No otra cosa, reclamara, críticamente, para esta sublime manifestación del ser humano el ruso Vladimir Soloviov (1853-1900) allá por los comienzos del concebido como contemporáneo, de esto ya hace más de un siglo. Este coetáneo de Dostoievski, a quien le dedicara tres discursos en su memoria entre los años de 1881 y 1883, no pudo ser testigo directo de la eclosión de un arte de lo concreto, posteriormente denominado abstracto, dominante durante prácticamente dos tercios del siglo XX, pero sí parece intuirlo dadas las premisas con las que comienza el primero de ellos. Por ejemplo, cuando afirma: «Los artistas contemporáneos que no pueden y no quieren servir a la belleza pura producen formas perfectas a las que buscan un contenido. Pero, como el anterior contenido religioso del arte les es ajeno, centran su búsqueda únicamente en la realidad circundante, con la que mantiene una relación doblemente esclava: en primer lugar, tratan servilmente de transcribir los fenómenos de esta realidad; en segundo lugar, aspiran con el mismo servilismo a trabajar para la sensación del momento, predican la moral pasajera del momento y piensan que con ello hacen al arte útil» (se refería indudablemente al arte del realismo, entonces la vanguardia social del momento, pero bien hubiera podido referirse a todo lo que tras del mismo aconteciese). «Sobra decir -continúa- que no consiguen ni lo uno ni lo otro. En su infructuosa persecución de los mínimos pormenores imaginarios de esta realidad lo único que consiguen es perder la auténtica realidad del todo. Es más, movidos por su afán de unir el arte con la utilidad y el aleccionamiento externos, en detrimento de la belleza interna, convierten al arte en la cosa más inútil e innecesaria del mundo, pues una obra de arte mala, aunque esté hecha con las mejores intenciones, a nadie enseña nada y no puede tener ninguna utilidad».

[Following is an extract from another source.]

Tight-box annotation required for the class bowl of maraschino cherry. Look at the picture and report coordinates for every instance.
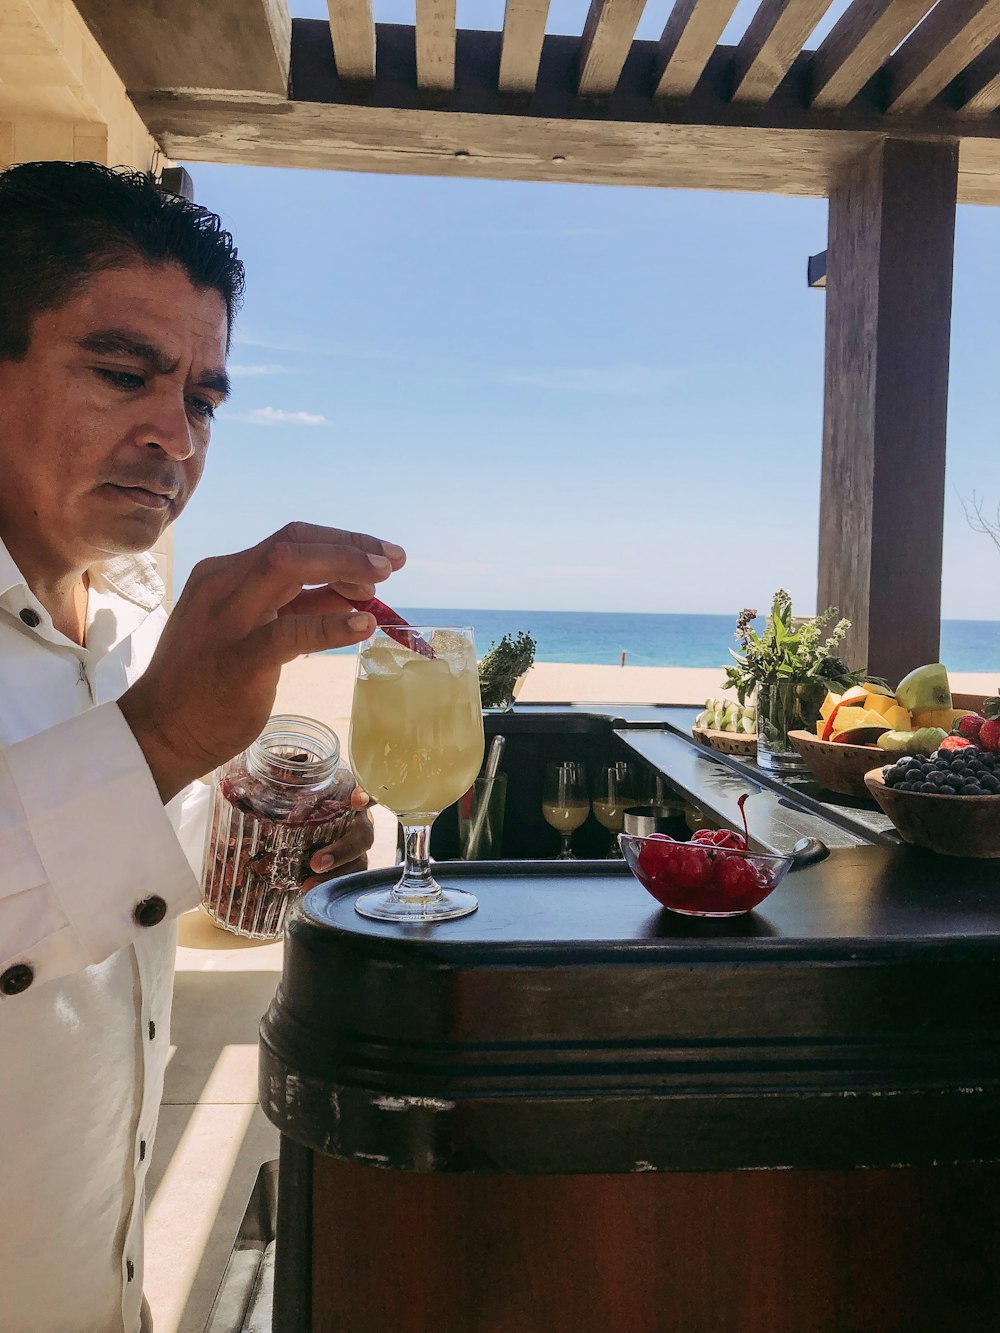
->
[618,794,794,918]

Uno de los males presentes de las artes actuales es esa absoluta «prescindibilidad» de lo por las mismas realizado. Situación que pone contra las cuerdas al colectivo de artistas que aspiran a realizarse en ellas. Si el arte prescinde de los valores de una espiritualidad, ausente en nuestro medio, de una sacralidad, termina por banalizarse en sus fines. La lucha de los artistas más notables, especialmente entre los nuestros de Jorge Oteiza (a través del figurativismo religioso del primer periodo, y del racionalismo formalista, del segundo, en su “Propósito experimental”, que terminara en vacío mediante el procedimiento de desocupación), consistió en dar una explicación teleológica de su quehacer que diera sentido a nuestras vidas. El arte es una herramienta del sentido o no es nada. Y decir esto significa que el arte, para que sea verdadero, debe acercarnos al misterioso mundo de lo oculto y tan solo aparentemente no dado.